2.2 Mesure de l’épaisseur et de l’accumulation des sédiments

Les épaisseurs de sédiments correspondant à 97 mois de fonctionnement ont été déterminées par mesure directe au moyen d’une perche, selon un maillage de 11 mètres établi sur chaque bassin. La technique est transposée des travaux du CEMAGREF, puis modifiée par l’unité « Assainissement et Environnement » du département sciences et gestion de l’environnement de l’Université de Liège.
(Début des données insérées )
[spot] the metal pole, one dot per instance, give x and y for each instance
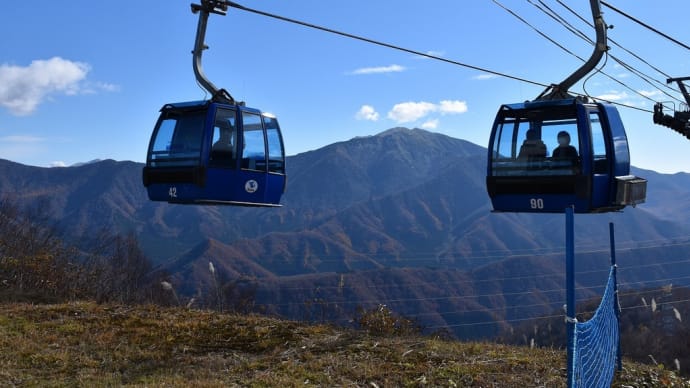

L’épaisseur des sédiments résulte de la soustraction de la profondeur totale du bassin, mesurée par une tige principale et celle de la tranche d’eau mesurée par une tige glissante, munie à son extrémité inférieure d’un disque poreux qui descend le long d’une tige principale jusqu’à la surface des sédiments. La différence entre les hauteurs de ces deux tiges détermine l’épaisseur de la tranche de dépôts.

Les profils tridimensionnels de surface ont été reconstitués grâce à un logiciel de cartographie de surface (Surfer Version 8.00, Golden Software Inc., Golden, Co.). Ce logiciel a été également utilisé pour estimer le volume total de boue dans chaque bassin. Ce volume est calculé par intégration de la surface des sédiments selon la méthode Simpson’s 3/8.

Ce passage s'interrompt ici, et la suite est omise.